Hot Seat Watch: 10 college football coaches feeling the heat in 2019
5. Randy Edsall, UConn
Edsall’s second run as head coach at UConn (4-20 over two seasons) has not gone nearly as well as the first (eight or more wins six times, five bowl appearances). His contract contains some of the most ridiculous bonus structure you’ll ever see too, for things like when the Huskies score first, lead at halftime, tackles for loss margin defensively and points per possession allowed. A better team would help Edsall collect more money, but as it is he earned $56,000 extra for delivering a 1-11 record last season. Former defensive coordinator Bill Crocker, who led a unit that set single-season FBS records for points and yards allowed per game in 2018, collected $14,500 in bonuses and offensive coordinator John Dunn got an extra $13,500 for parallel or similarly trivial incentives.
Edsall’s agent deserves credit for convincing UConn’s administration to agree to such odd bonuses on top of his base pay of $1.1 million, which ranked him 80th out of 123 FBS head coaches in 2018 (via USA TODAY). None of how he’s compensated is the coach’s fault since we’d all agree if some is good more is better and there’s never really such thing as too much money.

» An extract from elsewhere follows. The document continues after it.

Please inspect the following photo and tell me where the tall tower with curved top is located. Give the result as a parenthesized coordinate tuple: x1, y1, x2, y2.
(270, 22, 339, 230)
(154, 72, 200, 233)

Edsall agreed to a five-year deal when he came back to Storrs, with a $3 million buyout that was set to decrease by $1 million annually over the first three years of the contract. Next season will be Edsall’s third back at UConn, so basic math suggests the buyout goes away completely after that.
Suffice to say, Edsall needs at least a handful of wins in 2019 to keep his job. And even that might not be, and maybe shouldn’t be, enough.